On my twitter feed, I decided to do a bit of year end fun by asking folks which of four key developments: whether they be in open banking, AI/machine learning, digital currencies or quantum computing/big data, would prove to have been most significant for 2019.
Interestingly, respondents to the poll exhibited an overwhelming sense that the most significant advances in the fintech ecosystem in 2019 came from digital currencies. Indeed, among the four options I presented, 54.2 percent of respondents thought digital currencies would prove most consequential, followed by quantum computing and big data at 17.6 percent, AI/machine learning at 16.2 percent, and open banking at 12 percent.

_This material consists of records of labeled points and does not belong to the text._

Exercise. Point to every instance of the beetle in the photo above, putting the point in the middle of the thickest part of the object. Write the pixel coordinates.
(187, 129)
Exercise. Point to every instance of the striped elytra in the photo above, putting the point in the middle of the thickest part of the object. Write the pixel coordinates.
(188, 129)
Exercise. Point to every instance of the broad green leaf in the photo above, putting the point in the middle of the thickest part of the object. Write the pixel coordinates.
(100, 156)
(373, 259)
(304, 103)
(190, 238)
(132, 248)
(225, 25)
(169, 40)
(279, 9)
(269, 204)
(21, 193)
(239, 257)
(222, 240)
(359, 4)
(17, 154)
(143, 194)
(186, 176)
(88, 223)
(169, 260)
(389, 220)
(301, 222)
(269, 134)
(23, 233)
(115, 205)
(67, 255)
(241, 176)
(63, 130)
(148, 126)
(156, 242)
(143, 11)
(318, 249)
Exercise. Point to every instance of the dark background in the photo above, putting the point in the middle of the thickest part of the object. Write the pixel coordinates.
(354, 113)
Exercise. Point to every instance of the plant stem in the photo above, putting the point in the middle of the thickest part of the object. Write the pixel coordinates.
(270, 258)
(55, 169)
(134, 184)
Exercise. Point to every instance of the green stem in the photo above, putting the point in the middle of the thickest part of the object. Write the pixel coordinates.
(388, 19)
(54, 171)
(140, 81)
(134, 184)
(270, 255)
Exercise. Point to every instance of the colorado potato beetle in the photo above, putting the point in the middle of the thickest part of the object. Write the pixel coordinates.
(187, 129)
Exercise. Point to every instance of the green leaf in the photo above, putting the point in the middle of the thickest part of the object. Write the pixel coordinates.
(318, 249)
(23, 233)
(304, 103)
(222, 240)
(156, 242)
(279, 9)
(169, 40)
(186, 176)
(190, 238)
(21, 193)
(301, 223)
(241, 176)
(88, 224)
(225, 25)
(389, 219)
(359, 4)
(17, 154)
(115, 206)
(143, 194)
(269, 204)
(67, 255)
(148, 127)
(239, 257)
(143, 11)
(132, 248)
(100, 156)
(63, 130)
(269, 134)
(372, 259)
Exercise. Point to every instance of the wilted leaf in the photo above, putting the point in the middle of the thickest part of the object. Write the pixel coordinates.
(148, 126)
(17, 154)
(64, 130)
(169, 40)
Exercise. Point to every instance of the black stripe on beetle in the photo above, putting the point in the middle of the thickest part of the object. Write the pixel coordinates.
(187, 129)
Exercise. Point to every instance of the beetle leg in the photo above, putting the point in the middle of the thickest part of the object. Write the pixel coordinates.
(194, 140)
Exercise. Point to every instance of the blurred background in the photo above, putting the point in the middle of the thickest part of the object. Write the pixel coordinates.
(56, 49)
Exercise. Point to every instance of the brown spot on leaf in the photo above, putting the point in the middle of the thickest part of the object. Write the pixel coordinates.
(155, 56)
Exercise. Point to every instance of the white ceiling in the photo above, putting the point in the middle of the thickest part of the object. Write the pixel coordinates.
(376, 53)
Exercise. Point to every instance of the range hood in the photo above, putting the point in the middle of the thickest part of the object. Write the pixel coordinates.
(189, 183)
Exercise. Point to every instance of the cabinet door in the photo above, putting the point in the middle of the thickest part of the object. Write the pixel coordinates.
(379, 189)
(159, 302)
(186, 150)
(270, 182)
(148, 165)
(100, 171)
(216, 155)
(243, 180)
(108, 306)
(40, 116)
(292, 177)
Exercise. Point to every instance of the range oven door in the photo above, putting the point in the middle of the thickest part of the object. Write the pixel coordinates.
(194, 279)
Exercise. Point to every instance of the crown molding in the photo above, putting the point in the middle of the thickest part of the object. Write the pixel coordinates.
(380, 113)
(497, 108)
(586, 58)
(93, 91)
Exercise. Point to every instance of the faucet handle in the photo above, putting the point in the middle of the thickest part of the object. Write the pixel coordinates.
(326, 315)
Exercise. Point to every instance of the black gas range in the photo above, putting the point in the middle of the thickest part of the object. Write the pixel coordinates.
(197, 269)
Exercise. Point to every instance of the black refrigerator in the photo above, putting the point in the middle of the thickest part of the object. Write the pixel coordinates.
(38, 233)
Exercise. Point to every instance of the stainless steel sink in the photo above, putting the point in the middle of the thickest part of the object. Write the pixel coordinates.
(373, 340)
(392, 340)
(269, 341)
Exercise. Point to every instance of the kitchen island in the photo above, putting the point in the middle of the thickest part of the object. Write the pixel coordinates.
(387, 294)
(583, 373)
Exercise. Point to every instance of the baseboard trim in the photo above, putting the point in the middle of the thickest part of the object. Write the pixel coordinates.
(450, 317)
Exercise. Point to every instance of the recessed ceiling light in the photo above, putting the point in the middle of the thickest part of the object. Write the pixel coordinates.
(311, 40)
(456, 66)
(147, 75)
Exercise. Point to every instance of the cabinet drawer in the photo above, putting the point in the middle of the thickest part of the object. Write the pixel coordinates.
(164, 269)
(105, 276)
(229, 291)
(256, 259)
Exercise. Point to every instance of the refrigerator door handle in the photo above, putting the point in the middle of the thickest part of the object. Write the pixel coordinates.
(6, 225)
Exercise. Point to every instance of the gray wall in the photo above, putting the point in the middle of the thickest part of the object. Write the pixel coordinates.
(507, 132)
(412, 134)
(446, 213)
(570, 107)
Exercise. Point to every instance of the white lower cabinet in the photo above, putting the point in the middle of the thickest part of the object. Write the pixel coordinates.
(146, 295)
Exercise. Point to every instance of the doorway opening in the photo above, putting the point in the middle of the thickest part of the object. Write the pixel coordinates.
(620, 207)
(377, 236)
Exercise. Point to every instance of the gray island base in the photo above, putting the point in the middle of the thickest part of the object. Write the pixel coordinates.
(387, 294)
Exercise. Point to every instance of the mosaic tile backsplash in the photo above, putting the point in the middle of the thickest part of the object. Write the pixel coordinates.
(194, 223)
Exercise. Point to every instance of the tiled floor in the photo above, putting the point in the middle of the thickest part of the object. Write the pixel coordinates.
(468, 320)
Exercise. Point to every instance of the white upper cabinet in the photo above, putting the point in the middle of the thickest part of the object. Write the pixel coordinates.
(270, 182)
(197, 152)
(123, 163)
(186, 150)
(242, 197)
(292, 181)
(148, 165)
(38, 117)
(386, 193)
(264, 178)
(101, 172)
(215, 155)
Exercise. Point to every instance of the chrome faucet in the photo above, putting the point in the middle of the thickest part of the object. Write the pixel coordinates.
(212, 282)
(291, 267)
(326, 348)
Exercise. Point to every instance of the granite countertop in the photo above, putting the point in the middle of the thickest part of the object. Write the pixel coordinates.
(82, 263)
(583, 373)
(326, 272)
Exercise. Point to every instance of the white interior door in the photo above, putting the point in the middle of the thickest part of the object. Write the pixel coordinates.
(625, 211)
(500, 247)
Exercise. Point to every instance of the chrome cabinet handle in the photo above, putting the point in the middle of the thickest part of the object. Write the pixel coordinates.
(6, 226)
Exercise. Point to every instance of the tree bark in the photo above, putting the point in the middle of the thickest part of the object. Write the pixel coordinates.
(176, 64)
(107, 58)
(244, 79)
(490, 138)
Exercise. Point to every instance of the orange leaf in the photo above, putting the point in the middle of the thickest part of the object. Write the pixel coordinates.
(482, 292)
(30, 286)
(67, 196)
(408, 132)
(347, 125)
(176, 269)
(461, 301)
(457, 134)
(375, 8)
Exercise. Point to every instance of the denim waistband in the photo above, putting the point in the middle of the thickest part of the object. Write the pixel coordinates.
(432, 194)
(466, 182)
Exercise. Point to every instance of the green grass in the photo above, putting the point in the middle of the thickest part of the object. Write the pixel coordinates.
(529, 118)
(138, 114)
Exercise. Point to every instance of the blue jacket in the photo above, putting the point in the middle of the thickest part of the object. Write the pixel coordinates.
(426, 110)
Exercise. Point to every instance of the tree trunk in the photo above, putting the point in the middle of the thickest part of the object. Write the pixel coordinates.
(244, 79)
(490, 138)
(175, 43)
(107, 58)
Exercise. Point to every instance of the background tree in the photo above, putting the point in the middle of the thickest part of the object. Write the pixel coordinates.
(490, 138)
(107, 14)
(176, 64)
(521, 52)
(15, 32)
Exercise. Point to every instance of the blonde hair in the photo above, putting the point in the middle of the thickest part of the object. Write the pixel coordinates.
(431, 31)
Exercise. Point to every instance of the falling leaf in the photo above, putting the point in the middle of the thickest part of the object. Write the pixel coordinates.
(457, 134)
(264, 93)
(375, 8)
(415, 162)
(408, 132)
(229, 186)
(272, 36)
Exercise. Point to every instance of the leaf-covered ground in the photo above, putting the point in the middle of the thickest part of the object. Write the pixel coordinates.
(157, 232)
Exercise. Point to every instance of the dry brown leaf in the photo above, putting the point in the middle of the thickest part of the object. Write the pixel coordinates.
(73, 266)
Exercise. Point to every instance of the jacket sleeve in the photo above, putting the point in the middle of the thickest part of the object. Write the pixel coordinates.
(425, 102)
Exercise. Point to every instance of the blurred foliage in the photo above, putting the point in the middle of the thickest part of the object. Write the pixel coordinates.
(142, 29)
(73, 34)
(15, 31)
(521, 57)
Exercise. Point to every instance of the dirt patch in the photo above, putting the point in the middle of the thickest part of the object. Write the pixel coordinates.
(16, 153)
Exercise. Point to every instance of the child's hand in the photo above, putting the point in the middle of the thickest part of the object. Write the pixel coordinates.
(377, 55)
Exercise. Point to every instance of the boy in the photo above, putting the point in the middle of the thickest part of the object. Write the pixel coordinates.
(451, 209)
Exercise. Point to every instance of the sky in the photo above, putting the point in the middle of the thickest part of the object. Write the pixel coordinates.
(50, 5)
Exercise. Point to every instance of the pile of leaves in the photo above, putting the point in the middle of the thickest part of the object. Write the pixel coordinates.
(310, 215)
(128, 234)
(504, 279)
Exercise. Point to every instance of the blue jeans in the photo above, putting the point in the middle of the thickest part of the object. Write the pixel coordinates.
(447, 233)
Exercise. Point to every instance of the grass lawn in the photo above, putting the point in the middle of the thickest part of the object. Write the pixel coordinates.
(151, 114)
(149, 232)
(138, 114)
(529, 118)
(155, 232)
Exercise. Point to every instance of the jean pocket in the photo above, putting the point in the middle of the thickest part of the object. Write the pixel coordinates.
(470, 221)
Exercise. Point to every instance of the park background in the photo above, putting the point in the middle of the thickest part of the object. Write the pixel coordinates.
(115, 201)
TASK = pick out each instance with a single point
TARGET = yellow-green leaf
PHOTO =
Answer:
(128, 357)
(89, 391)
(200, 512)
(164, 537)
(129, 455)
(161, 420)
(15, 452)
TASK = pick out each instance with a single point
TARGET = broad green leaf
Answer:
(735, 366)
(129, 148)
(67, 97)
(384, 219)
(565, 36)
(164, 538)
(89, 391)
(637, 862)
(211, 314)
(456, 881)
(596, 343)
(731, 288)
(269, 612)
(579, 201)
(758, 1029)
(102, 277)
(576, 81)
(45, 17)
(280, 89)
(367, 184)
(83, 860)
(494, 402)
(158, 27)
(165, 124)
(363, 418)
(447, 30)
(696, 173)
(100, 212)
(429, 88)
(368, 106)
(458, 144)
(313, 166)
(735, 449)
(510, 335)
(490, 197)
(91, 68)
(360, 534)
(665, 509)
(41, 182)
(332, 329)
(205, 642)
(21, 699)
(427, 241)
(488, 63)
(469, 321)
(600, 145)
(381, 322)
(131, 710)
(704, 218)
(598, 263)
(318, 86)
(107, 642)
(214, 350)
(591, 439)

I’m a little practical about these kinds of things and attribute the results in part to the fact that crypto-Twitter is a real thing, with the social media app as the tool of choice for communication among many die-hards. So more digital currency buffs may be following me, or have come across the retweets. But the lead was still striking.
But that wasn’t the only thing that caught my eye. What was equally interesting was how, once one moves beyond digital currencies, the relative significance of developments in other areas was anyone’s guess. Quantum computing and big data did not garner a perceptively larger sense of significance than AI and machine learning. Open banking was a bit distant, but by no means viewed as irrelevant.
In the end, this kind of batched grouping seems to suggest a general sense that the future, too, is anyone’s guess, as is the ultimate impact of any of these emerging technologies on finance and financial regulation. And that the absence of predictability should be expected and continue for the foreseeable future. After all, given the very interconnectivity of the various trends in the industry, some technologies may not get to the finish line of market dominance, or even acceptance, without continuing innovation in the other nooks and crannies of the fintech ecosystem.